I have a home made sway bar that consists of a stock bar with another piece of steel rod welded to the long center section. It doesn't extend the full length. Instead it short cuts and triangulates down and joins up with the ends. Forms an open triangle at both ends. I think the main resign it does this is because there are front mounts that still bolt around the stock part of the sway bar near the ends. It works exceptionally well, but no way of knowing how much stiffer than stock it is. It does allow me to run softer springs than what I would need with a standard uprated sway bars commercially available on the race car in my sig. Really like it on bumpy tracks where you still want to corner flat, but need softer springs to keep the wheels in contact with the bumpy surface. This thing came with a bunch of spare parts that came with another TR8 race car I bought years ago. Think the guy that originally made it was strictly an autocrosser.
In reply to Robbie:
The bushing mounts are there to limit bend - and in doing so introduce stiction that won't be part of a calculation but - you will get very close to the real rate of the bar alone by measuring carefully. You need diameter of the bar, thickness of the tube if hollow, length and lever and the constant for the steel alloy you choose.
If the lever goes to zero then you are left with only the force to twist the bar - like the blade type bars used in karts that adjust my changing the relationship of the flat to the direction of force. The lever you will be using is the distance from the center of the point it mounts to the car to the center line of the straight bar. So, if you use angle iron - it's the distance from the center of the bolt hole to the center of the bar measured perpendicular to the center of the tube.

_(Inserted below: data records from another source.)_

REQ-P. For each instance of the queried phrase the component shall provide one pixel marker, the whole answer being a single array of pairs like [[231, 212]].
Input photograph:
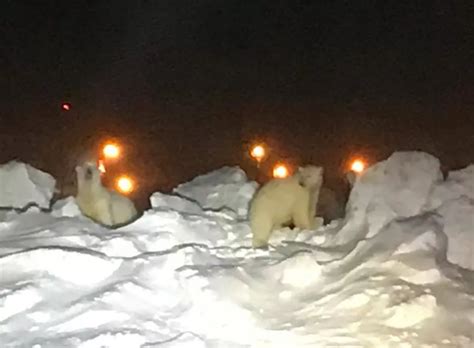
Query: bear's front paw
[[317, 223], [259, 244]]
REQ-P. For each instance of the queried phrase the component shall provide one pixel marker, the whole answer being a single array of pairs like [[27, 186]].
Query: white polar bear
[[96, 202], [281, 201]]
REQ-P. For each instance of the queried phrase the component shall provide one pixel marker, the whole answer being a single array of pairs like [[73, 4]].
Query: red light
[[66, 106]]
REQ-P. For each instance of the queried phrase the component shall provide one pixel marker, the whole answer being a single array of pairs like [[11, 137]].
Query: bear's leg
[[302, 219], [104, 213], [261, 230]]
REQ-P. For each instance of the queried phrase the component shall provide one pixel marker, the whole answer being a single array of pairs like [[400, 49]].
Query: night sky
[[188, 84]]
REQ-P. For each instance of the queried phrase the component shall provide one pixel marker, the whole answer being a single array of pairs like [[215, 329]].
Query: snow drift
[[184, 275], [21, 186]]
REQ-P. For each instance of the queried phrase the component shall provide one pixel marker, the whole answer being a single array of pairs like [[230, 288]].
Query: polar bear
[[281, 201], [96, 202]]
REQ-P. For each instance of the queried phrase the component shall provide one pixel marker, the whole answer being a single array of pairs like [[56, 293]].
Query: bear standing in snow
[[281, 201], [96, 202]]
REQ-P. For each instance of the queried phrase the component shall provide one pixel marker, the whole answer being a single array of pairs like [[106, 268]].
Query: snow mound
[[66, 207], [394, 188], [225, 188], [22, 185]]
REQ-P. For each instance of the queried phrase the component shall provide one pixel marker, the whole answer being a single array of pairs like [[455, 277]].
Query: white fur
[[96, 202], [281, 201]]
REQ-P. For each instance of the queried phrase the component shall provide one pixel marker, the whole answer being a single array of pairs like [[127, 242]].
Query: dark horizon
[[187, 86]]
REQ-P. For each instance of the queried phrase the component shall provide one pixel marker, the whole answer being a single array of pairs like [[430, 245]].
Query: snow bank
[[22, 185], [396, 187], [408, 184], [225, 188], [454, 200], [184, 275]]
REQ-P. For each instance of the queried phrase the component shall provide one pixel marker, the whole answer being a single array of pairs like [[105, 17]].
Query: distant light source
[[111, 150], [280, 171], [358, 166], [125, 184], [66, 106], [258, 152], [101, 167]]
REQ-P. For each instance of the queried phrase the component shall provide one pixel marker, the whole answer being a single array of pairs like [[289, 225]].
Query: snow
[[21, 186], [184, 274]]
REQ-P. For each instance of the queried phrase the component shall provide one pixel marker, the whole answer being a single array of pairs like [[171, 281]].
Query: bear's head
[[310, 176], [88, 174]]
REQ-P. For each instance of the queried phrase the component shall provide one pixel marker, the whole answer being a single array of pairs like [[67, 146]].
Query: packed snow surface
[[21, 186], [184, 275]]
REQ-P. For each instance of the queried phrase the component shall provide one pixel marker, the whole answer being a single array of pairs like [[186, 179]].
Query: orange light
[[66, 106], [280, 171], [101, 167], [111, 150], [358, 166], [258, 152], [125, 184]]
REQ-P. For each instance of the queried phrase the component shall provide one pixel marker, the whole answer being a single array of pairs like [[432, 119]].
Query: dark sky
[[188, 83]]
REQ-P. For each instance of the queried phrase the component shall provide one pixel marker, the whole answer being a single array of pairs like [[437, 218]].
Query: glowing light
[[101, 167], [280, 171], [358, 166], [111, 150], [125, 184], [66, 106], [258, 152]]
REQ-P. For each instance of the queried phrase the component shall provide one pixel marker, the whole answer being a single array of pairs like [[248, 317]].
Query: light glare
[[258, 152], [358, 166], [280, 171], [125, 184], [111, 151]]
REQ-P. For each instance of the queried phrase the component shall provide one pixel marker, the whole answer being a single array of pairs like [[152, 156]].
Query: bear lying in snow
[[281, 201], [98, 203]]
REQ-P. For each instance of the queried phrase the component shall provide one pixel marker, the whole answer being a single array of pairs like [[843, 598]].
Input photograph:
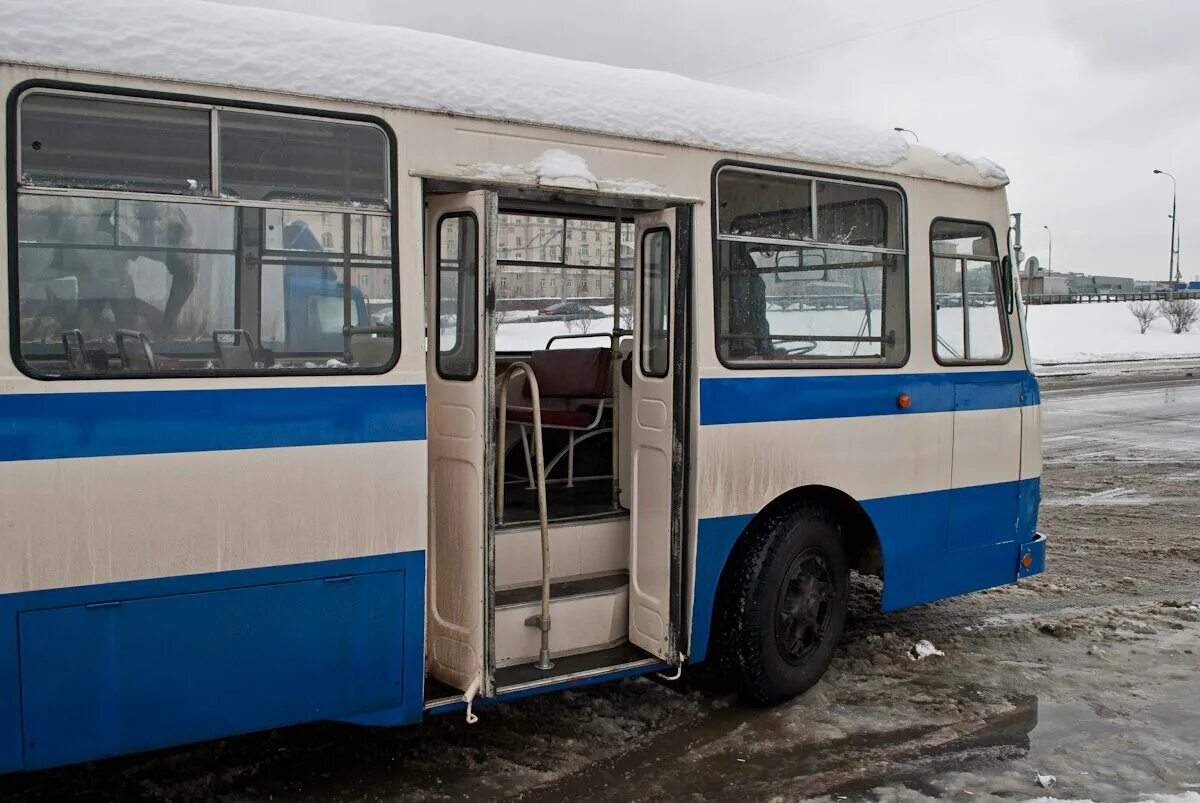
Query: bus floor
[[525, 675], [588, 498]]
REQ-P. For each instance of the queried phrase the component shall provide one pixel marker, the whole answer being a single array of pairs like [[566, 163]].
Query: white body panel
[[457, 478], [575, 549]]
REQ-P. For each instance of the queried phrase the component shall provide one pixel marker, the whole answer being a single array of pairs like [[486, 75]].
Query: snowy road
[[1089, 672]]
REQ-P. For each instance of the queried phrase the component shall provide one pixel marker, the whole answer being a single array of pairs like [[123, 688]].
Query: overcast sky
[[1080, 100]]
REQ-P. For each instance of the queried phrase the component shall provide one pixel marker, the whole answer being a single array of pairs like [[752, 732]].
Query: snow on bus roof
[[283, 52]]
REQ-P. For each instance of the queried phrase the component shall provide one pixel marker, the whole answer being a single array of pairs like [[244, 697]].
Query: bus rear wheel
[[790, 595]]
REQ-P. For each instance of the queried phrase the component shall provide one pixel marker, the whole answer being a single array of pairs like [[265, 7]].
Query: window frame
[[819, 364], [1001, 304], [13, 189], [437, 294], [642, 285]]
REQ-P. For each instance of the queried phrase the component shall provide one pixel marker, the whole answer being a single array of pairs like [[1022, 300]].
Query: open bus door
[[457, 250], [655, 443]]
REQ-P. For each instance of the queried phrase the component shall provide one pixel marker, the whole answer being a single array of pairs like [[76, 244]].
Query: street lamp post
[[1170, 264]]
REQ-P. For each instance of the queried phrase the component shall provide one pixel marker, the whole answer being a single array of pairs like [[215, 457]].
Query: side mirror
[[1006, 268]]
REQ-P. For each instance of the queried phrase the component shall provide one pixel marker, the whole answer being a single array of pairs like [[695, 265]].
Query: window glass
[[135, 285], [810, 304], [69, 141], [767, 205], [287, 157], [853, 214], [655, 335], [579, 241], [89, 269], [457, 342], [841, 299], [535, 303], [969, 321]]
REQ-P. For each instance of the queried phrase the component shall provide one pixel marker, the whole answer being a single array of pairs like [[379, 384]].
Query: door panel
[[456, 629], [652, 438]]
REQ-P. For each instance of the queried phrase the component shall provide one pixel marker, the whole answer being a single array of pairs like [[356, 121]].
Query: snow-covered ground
[[1089, 333]]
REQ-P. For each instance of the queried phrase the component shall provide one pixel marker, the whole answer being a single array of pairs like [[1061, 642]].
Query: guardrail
[[1102, 298]]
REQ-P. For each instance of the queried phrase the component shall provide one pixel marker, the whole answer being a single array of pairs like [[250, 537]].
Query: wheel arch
[[864, 551]]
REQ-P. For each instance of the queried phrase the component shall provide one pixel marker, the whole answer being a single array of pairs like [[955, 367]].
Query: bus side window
[[810, 271], [970, 324]]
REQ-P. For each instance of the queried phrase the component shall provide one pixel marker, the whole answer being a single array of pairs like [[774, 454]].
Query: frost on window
[[103, 144], [114, 280], [774, 207], [837, 297], [969, 310], [277, 157]]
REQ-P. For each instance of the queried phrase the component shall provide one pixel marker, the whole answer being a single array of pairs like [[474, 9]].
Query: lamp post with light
[[1170, 264]]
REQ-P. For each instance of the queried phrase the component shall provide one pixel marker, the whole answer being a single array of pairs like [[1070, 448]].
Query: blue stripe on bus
[[55, 425], [748, 400], [102, 670], [919, 557]]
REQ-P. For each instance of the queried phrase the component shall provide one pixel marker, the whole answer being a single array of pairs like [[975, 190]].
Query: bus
[[418, 375]]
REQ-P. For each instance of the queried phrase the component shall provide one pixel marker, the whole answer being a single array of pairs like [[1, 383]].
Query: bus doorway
[[546, 568]]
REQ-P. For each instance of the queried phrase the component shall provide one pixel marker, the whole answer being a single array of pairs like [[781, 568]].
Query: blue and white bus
[[329, 391]]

So, do the math, then field test. If you measure carefully and calculate correctly... next time you will trust the math. :)
Robbie,
Since you are trying to come up with a non-typical bar, you should just use the empirical methods described (measurements with parts fitted to the car). This will give you the best real world information for what is supposed to be a simple and cheap project. You can make the approximations for the standard bar calculators, but they are just approximations.
One of the difficulties of using angle (or any other open cross-section) is the center of twist is located outside the shape while the center of mass is inside the shape. This puts the highest stresses in odd locations compared to a round section.

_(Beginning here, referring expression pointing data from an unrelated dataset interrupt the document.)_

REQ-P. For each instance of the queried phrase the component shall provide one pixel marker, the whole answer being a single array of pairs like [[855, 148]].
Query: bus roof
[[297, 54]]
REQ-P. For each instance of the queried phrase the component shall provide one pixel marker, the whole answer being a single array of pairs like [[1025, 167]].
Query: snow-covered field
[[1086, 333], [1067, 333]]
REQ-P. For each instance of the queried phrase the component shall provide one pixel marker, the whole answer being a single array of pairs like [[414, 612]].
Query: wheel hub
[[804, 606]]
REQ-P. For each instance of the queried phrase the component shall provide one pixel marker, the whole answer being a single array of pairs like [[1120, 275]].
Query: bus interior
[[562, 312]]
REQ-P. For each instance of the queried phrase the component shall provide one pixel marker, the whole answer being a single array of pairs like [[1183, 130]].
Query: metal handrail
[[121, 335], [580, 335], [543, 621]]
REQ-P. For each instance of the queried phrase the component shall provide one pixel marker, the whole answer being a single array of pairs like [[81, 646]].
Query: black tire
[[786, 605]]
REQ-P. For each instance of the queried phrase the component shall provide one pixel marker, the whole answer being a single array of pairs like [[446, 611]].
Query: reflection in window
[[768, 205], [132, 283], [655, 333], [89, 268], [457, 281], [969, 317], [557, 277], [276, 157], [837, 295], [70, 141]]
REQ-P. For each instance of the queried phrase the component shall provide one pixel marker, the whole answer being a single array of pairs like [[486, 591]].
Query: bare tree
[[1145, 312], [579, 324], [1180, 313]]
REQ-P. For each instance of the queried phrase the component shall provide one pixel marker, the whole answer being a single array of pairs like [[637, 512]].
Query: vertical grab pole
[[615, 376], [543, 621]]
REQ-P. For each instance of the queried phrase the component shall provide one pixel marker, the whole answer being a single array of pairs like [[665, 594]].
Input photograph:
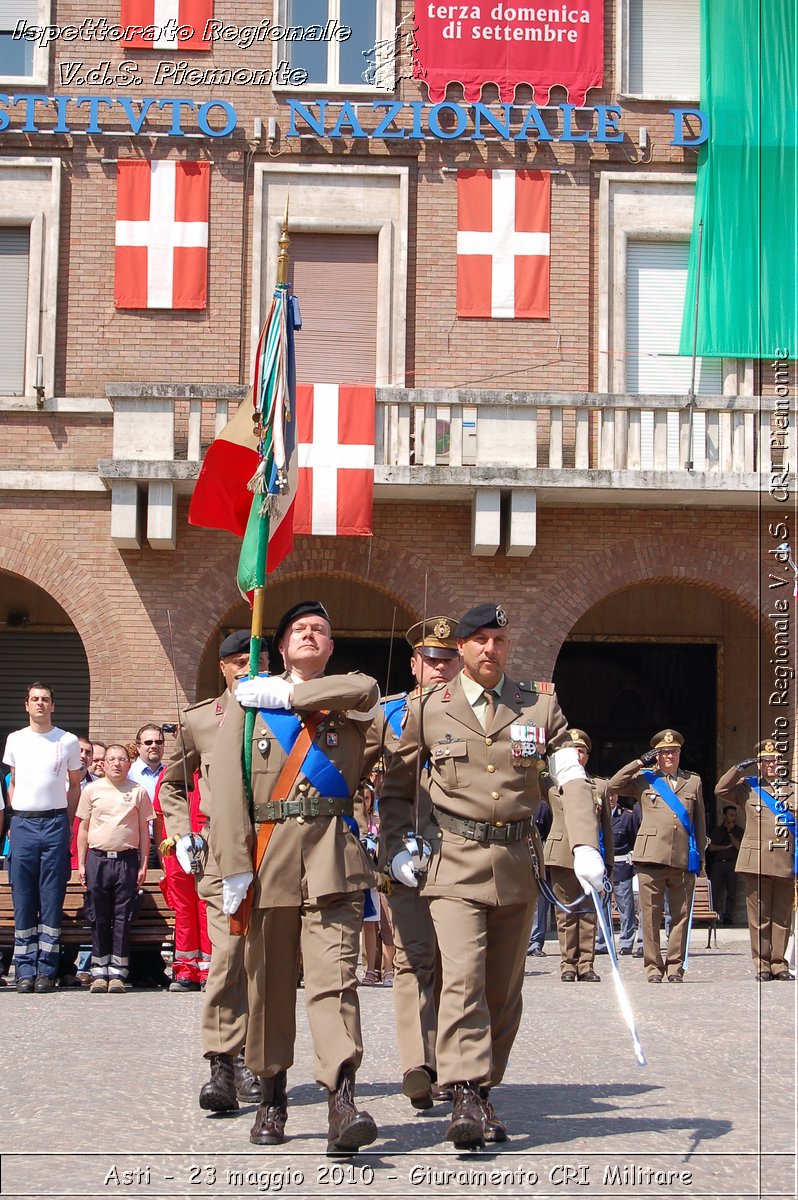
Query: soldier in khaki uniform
[[766, 858], [663, 849], [225, 1012], [309, 887], [435, 660], [576, 928], [481, 735]]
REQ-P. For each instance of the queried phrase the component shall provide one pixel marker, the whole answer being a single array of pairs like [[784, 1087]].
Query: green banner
[[747, 186]]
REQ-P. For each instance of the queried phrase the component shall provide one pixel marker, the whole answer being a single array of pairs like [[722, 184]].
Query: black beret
[[305, 607], [235, 643], [484, 616]]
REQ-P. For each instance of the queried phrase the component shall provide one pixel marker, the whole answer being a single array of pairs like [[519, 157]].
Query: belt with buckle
[[307, 807], [36, 815], [483, 831]]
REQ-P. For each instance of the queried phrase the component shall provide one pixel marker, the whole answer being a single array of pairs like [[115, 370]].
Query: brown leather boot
[[466, 1126], [493, 1128], [269, 1128], [247, 1085], [349, 1129], [217, 1095]]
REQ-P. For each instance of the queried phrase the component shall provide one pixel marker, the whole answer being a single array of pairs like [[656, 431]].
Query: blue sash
[[678, 809], [317, 768], [784, 817], [394, 711]]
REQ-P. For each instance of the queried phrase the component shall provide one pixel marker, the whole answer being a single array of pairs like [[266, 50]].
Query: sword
[[621, 991]]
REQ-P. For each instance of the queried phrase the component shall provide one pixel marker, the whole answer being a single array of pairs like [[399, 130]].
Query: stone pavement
[[99, 1086]]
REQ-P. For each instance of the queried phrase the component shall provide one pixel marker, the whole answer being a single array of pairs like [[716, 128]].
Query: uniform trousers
[[768, 901], [414, 979], [575, 930], [111, 883], [328, 933], [192, 947], [39, 869], [483, 958], [225, 1009], [655, 883], [723, 877]]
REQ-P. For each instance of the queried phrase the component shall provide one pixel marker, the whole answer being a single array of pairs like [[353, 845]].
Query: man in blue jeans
[[45, 790]]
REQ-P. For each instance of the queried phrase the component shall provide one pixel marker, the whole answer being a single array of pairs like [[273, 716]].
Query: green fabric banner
[[747, 186]]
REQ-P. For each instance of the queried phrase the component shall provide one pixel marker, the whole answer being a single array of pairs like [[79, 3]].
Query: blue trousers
[[39, 870]]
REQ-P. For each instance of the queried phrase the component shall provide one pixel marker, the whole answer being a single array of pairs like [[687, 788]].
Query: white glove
[[401, 868], [186, 849], [234, 888], [265, 691], [588, 868]]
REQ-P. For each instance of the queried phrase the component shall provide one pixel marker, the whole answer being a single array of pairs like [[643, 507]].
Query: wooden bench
[[153, 921]]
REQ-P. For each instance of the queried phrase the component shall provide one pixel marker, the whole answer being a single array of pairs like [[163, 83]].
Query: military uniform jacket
[[661, 838], [473, 775], [201, 724], [307, 859], [558, 849], [760, 851]]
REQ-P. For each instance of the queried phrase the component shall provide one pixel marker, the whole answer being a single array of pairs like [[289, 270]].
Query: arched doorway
[[664, 654], [39, 641], [361, 616]]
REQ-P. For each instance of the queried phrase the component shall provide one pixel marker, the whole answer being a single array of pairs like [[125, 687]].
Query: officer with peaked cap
[[669, 847], [576, 925], [435, 660], [225, 1009], [310, 869], [767, 855], [483, 736]]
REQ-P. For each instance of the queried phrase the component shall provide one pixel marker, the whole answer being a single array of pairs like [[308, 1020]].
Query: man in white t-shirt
[[45, 790]]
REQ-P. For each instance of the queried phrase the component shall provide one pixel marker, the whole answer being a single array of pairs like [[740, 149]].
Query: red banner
[[508, 45]]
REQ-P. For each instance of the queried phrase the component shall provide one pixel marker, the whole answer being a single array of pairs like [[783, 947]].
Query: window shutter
[[15, 255], [657, 274], [664, 48], [335, 280]]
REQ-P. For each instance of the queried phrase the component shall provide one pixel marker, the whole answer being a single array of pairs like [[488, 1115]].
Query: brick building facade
[[597, 507]]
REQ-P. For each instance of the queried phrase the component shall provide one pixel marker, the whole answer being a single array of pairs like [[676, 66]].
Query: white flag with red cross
[[335, 453], [503, 243], [168, 24], [162, 220]]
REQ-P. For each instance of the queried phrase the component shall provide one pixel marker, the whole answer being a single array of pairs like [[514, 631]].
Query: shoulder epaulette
[[541, 685]]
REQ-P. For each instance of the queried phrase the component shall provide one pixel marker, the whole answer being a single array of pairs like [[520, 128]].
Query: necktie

The idea you are describing is the same idea behind the twist beam rear axles on alot of front drive cars, so there is some history behind making the system work as you describe it. Keep in mind alot of those twist beams were too stiff, but you are trying to figure out what works and how to adjust it, so you are on the right track.
Make several versions and test them all at the same time so you can swap them out during a test event if you find you need more/less rear stiffness.